If there’s one thing that SpaceX has shown us is that landing a rocket from space onto a barge in the middle of the ocean is, well, hard. Whilst they’ve successfully landed one of their Falcon-9 first stages on land not all of their launches will match that profile, hence the requirement for their drone barge. However that barge presents its own set of challenges although the last 2 failed attempts were due to a lack of hydraulic fluid and slower than expected throttle response. Their recent launch, which was delivering the Jason 3 earth observation satellite into orbit, managed to land successfully again however failed to stay upright at the last minute.
Elon stated that the failure was due to one of the lockout collets (basically a clamp) not locking properly on one of the legs. Looking at the video above you can see which one of those legs is the culprit as you can see it sliding forward and ultimately collapsing underneath. The current thinking is that the failure was due to icing caused by heavy fog at liftoff although a detailed analysis has not yet been conducted. Thankfully this time around the pieces they have to look at are a little bigger than last times rather catastrophic explosion.
Whilst it might seem like landing on a drone ship is always doomed to failure we have to remember that this is what the early stages of NASA and other space programmes looked like. Keeping a rocket like that upright under its own strength, on a moving barge no less, is a difficult endeavour and the fact that they’ve managed to successfully land twice (but fail to remain upright) shows that they’re most of the way there. I’m definitely looking forward to their next attempt as there’s a very high likelihood of that one finally succeeding.

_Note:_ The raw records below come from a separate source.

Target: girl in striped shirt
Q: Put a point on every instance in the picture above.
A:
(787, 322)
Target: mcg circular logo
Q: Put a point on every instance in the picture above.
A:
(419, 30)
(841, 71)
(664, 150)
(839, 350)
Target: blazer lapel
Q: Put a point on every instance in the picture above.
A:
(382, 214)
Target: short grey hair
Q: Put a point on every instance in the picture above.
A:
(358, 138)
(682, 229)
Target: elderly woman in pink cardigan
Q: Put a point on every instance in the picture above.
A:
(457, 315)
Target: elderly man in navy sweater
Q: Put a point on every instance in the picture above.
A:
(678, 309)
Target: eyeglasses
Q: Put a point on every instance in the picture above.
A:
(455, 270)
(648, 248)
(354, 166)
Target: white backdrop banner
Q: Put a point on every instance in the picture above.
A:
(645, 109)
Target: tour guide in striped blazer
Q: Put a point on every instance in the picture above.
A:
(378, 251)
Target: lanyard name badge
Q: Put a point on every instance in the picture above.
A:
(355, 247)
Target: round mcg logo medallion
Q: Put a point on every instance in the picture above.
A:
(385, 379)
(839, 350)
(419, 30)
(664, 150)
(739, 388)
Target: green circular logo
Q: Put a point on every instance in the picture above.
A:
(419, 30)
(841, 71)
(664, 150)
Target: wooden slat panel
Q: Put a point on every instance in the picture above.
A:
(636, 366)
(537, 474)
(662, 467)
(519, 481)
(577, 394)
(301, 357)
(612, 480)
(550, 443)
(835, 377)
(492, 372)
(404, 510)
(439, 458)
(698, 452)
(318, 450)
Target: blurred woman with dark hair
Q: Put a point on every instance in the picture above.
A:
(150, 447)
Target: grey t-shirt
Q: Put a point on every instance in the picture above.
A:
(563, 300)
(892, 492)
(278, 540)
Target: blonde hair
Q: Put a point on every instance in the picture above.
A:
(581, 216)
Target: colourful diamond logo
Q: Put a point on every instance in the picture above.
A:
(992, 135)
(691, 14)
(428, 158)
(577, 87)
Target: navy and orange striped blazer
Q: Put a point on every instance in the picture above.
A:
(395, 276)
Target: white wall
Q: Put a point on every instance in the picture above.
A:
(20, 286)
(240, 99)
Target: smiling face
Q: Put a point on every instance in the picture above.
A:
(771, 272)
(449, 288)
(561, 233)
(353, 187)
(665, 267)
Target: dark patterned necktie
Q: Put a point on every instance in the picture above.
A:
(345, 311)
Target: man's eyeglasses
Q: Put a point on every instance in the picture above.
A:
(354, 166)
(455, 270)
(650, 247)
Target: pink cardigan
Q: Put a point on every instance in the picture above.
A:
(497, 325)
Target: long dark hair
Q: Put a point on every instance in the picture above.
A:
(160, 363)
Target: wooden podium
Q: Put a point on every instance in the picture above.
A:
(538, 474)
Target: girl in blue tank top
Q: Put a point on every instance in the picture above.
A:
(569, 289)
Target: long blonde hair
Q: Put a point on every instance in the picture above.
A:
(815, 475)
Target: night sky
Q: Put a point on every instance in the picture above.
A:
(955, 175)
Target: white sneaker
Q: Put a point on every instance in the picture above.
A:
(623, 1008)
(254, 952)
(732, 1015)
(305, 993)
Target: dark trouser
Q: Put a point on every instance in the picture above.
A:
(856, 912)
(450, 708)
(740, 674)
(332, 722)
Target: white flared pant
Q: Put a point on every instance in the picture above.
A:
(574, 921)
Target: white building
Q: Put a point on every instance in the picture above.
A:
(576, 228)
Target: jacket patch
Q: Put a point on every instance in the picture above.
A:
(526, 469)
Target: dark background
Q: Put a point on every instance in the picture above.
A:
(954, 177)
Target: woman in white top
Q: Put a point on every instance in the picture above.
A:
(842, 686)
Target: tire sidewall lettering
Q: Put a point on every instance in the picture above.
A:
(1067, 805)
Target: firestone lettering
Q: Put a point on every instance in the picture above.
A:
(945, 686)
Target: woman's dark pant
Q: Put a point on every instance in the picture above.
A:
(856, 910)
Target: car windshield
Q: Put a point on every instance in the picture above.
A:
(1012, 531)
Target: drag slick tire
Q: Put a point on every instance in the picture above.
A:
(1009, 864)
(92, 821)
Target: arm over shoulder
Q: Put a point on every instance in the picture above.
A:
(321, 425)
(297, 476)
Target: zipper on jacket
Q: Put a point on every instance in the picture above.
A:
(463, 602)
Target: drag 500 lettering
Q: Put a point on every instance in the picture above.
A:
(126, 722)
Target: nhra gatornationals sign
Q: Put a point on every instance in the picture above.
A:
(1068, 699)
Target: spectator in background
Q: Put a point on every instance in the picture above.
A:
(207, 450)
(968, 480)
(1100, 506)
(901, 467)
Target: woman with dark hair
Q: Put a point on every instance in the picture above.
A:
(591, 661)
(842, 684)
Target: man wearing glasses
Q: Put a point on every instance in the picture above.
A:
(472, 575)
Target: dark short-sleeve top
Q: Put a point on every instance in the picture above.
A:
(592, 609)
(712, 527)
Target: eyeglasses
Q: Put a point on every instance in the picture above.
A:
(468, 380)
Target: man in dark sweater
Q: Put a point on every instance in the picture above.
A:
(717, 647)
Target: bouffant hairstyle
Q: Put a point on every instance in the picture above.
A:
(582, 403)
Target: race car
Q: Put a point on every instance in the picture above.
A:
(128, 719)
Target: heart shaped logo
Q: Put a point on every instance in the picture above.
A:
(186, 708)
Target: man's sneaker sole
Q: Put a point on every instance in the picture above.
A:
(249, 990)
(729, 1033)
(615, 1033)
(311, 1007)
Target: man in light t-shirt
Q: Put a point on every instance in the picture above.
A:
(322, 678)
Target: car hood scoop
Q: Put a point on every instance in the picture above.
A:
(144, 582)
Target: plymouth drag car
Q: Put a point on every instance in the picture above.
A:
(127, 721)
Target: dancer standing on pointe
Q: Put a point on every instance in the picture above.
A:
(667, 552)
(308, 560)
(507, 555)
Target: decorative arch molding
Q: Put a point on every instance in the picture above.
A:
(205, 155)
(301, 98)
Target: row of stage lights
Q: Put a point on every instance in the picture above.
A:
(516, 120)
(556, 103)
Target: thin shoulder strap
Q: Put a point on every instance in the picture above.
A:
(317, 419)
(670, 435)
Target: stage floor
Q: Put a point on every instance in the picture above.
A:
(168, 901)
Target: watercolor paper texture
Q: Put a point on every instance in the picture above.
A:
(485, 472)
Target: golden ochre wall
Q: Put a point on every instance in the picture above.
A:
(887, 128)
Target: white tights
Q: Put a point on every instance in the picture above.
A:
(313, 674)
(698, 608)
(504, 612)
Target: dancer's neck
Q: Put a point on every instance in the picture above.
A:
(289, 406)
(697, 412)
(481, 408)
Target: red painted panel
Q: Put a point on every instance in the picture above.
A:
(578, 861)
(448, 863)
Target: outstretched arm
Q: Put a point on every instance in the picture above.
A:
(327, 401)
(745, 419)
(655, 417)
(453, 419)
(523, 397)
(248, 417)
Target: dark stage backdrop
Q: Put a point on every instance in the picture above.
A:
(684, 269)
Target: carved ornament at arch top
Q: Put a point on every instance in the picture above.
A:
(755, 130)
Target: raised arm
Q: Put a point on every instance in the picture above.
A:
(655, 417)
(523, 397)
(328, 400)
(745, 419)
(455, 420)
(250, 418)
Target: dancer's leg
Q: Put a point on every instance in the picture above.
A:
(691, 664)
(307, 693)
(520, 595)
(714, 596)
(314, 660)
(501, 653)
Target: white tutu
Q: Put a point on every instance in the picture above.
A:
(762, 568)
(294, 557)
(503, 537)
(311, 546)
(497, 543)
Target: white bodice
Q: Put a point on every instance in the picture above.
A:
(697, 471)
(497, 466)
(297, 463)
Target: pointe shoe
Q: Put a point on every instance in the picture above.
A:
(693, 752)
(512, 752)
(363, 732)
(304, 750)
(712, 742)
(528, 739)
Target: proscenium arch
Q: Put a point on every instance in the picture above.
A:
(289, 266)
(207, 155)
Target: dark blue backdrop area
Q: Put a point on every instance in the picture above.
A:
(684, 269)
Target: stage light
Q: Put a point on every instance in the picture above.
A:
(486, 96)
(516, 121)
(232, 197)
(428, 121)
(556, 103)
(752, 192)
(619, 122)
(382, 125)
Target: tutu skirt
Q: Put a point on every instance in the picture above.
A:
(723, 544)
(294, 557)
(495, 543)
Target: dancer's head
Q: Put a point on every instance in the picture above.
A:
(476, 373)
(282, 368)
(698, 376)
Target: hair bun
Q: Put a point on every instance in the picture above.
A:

The payload it launched is part of the Ocean Surface Topography from Space mission which aims to map the height of the earth’s oceans over time. It joins one of its predecessors (Jason-2) and combined they will be able to map approximately 95% of the ice-free oceans in the world every 10 days. This allows researchers to study climate effects, providing forecasting for cyclones and even tracking animals. Jason-3 will enable much more high resolution data to be captured and paves the way for a future, single mission that will be planned to replace both of the current Jason series satellites.
SpaceX is rapidly decreasing the access costs to space and once they perfect the first stage landing on both sea and land they’ll be able to push it down even further. Hopefully they’ll extend this technology to their larger family of boosters, once of which is scheduled to be test flown later this year. That particular rocket will reduce launch costs by a factor of 4, getting us dangerously close to the $1,000/KG limit that, when achieved, will be the start of a new era of space access for all.